Cora had shut the door behind herself when she slipped away, but Natasha didn't come any closer to him yet. Instead, she diplomatically asked, "How have you been?"

"Good," he said, somehow able to find his voice while everything inside him felt like it was constricting and expanding all at once. He was startled by how calm he sounded. "How about you?"

"Good."

She was eyeing him like she wasn't entirely sure what to make of him, and he imagined he looked much the same. They had never been like this, never done the small talk thing, so despite knowing that he was walking on thin ice, Rasmus questioned, "Why now?"

"Well, for starters, I couldn't pass up the chance to see you two onstage together—and playing a married couple no less." That hint of playfulness, the hint of how they used to be creeping up in her voice was enough to make him nearly begin to grin in spite of himself.

It was also enough to make him relax the slightest bit. He ran a hand through his hair, feeling to make sure he got all of that pesky gel out of it and not realizing until too late that Natasha would probably interpret it as nervousness. "Yeah, who would've guessed we'd end up here?"

She didn't immediately answer, and he self-consciously wondered if he should busy himself with something else while they talked. But he didn't want to look like he wasn't paying attention to her, not when she'd waited so long and come so far.

"You seem calmer," she eventually observed out loud.

"I grew up."

Something almost like a smile started to tug at her lips. "I was kind of hoping you'd say that."

Rasmus didn't know how he had expected her to respond, but it certainly wasn't like that. "...You were? Why?"

"You sort of treated me like shit," she shrugged; he swallowed down his shame.

"I know. And I'm really sorry, Nat. You deserved so much better from me."

"I know, and I forgive you," she said softly, finally closing some of the space between them to plop down on the carpet and rest her chin in one hand, thoughtful. "In a way, you sort of did me a favor because I really needed to get away from here and don't know if I could have done it if you and I didn't have the falling out that we did.
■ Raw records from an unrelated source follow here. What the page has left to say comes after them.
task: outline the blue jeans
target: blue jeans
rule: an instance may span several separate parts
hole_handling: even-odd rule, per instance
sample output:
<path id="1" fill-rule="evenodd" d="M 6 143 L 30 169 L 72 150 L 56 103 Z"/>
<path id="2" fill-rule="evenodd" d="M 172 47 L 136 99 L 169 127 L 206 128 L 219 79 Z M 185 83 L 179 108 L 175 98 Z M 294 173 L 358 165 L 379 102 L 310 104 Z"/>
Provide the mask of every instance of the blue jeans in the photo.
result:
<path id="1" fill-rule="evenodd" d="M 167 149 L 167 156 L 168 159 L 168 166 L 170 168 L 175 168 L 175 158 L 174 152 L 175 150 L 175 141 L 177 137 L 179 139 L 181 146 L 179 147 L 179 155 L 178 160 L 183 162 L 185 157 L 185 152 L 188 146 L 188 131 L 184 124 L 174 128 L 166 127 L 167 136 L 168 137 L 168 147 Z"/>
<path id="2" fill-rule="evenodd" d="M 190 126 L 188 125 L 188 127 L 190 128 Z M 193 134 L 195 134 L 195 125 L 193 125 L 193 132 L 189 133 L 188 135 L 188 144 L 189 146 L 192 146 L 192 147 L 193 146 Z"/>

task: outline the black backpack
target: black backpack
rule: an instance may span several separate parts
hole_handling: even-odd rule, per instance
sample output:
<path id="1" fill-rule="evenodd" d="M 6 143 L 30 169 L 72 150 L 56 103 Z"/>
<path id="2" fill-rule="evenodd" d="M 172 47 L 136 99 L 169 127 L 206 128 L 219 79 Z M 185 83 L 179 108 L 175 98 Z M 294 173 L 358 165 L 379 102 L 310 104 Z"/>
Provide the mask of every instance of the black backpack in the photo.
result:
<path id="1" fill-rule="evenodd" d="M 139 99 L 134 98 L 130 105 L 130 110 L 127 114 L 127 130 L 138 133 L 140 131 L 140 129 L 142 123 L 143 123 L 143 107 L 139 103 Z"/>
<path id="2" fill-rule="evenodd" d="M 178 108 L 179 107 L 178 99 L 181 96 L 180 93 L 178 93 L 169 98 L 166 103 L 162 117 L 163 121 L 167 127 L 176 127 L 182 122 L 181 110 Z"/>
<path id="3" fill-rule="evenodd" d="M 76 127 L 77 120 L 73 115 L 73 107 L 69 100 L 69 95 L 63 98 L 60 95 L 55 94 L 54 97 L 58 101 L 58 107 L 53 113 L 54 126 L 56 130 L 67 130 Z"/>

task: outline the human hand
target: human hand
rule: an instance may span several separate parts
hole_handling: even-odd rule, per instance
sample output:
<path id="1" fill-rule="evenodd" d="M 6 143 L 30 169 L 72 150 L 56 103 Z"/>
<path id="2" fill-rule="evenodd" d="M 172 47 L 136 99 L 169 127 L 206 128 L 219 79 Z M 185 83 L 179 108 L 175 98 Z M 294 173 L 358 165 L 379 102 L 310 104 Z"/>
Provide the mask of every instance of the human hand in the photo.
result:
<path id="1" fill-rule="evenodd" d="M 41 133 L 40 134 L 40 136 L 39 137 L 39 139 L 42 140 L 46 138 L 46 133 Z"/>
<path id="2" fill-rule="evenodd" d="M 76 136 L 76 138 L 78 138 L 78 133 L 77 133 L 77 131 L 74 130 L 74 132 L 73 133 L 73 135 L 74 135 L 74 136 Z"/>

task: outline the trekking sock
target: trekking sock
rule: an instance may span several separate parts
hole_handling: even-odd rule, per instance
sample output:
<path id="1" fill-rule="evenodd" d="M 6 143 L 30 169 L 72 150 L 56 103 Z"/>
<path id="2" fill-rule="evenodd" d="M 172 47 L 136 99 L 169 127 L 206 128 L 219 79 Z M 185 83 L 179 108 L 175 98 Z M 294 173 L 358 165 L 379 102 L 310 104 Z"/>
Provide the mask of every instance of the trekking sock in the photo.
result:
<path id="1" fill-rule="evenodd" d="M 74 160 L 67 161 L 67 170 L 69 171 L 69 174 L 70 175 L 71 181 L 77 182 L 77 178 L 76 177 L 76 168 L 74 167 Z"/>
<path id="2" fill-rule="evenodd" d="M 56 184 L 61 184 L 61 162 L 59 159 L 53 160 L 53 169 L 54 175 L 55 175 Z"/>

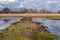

But I guess I said goodbye to you hoping it wouldn't have to be goodbye forever...we were best friends."

His throat had started to close up, the weight of all their memories clenching onto it, as she spoke of forgiveness. So instead of instantly giving her a verbal response, Rasmus reached into his drawer and brushed a couple of stray bits of pencil lead off the cover of the notebook inside. He saw her eyes widen, almost imperceptibly, when he held it out to her—that first sketchbook she'd ever given him.

"I still use it."

She handled it gingerly, as if it were much older than it was. "You know, if you were a serious artist," she teased. "You would have used up all the pages ages ago."